A few days an Alameda County Superior Court ruled that the homeless mothers calling themselves “Moms 4 Housing” had no legal right to squat in a vacant home in West Oakland, a team of about 30 sheriff’s deputies evicted them in an early-morning operation. … Newsom signed an executive order creating a $750 million fund to help residents who are in danger of being evicted to pay their rent, the Associated Press reported. The order also opened up vacant state lands for use as homeless shelters. … The fate of 13,000 new housing units at the former Concord Naval Weapons Station — the largest development project in the Bay Area — is again up in the air, after the developer and the Contra Costa Building Trades butted heads over the amount of work slated for union labor, the Chronicle reported. …

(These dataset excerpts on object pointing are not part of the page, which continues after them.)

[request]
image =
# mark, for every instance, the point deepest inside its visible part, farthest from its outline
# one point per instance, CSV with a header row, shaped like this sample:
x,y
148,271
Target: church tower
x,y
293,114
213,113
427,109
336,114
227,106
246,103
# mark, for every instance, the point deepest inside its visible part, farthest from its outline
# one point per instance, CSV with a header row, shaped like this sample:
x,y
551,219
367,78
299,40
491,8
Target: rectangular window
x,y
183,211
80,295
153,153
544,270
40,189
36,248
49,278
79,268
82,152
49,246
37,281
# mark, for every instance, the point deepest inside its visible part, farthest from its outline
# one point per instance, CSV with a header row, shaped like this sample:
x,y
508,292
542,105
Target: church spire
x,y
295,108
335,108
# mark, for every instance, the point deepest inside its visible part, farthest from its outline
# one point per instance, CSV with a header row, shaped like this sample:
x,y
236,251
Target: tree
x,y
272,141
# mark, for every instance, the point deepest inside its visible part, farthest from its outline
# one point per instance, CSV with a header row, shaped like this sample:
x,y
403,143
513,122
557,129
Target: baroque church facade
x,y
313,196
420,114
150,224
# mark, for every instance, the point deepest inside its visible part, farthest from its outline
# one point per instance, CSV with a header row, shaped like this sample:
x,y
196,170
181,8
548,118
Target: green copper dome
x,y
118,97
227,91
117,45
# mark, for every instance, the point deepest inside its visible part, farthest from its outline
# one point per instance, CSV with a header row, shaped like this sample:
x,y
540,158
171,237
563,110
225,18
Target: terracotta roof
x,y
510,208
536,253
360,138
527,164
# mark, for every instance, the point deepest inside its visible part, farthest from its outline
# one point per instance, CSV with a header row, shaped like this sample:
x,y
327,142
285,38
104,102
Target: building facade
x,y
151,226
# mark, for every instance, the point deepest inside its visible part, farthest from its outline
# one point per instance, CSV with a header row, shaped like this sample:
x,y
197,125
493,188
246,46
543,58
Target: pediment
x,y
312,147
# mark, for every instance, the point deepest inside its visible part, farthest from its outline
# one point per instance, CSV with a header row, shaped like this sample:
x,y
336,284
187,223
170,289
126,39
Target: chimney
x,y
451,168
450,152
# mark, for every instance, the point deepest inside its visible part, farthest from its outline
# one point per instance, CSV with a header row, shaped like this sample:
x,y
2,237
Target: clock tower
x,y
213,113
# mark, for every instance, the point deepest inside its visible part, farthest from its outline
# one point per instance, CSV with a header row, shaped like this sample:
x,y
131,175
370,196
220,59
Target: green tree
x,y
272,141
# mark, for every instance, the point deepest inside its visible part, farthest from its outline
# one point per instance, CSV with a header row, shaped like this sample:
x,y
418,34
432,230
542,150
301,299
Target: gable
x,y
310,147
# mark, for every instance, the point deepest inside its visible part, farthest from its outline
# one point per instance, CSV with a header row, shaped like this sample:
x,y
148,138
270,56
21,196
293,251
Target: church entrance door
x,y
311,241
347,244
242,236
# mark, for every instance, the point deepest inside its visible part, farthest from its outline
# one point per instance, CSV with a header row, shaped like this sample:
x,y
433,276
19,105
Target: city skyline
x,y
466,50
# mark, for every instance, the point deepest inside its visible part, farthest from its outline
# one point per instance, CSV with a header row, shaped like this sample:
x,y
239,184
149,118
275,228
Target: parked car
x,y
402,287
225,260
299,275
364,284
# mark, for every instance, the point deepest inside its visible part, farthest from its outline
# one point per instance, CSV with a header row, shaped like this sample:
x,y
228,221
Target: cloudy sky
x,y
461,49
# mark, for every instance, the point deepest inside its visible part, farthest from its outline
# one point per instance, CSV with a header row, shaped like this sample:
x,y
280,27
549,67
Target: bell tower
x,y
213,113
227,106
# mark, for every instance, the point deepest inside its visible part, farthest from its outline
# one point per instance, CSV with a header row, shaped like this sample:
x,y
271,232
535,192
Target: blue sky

Assemblymember Rob Bonta wants to add a bus-only lane to the Bay Bridge, the Chron reported. But the plan could be expensive and complicated to design. … BART elevated interim police chief Ed Alvarez to permanent status, the East Bay Times reported. Alvarez has served 22 years with the transit authority and was selected over three other finalists for the job. Meanwhile, BART is instituting an “ambassador program” that will put 10 unarmed officers on trains from the early afternoon hours through midnight, SFGate reported. …BART could be on the verge of improving Wi-Fi capabilities on its trains, the Chron reported. Construction might be done by the time that 6G cell service rolls around. … And a study by UCSF found injuries from riding e-scooters are increasing, and one-in-three result in head injuries, the paper reported.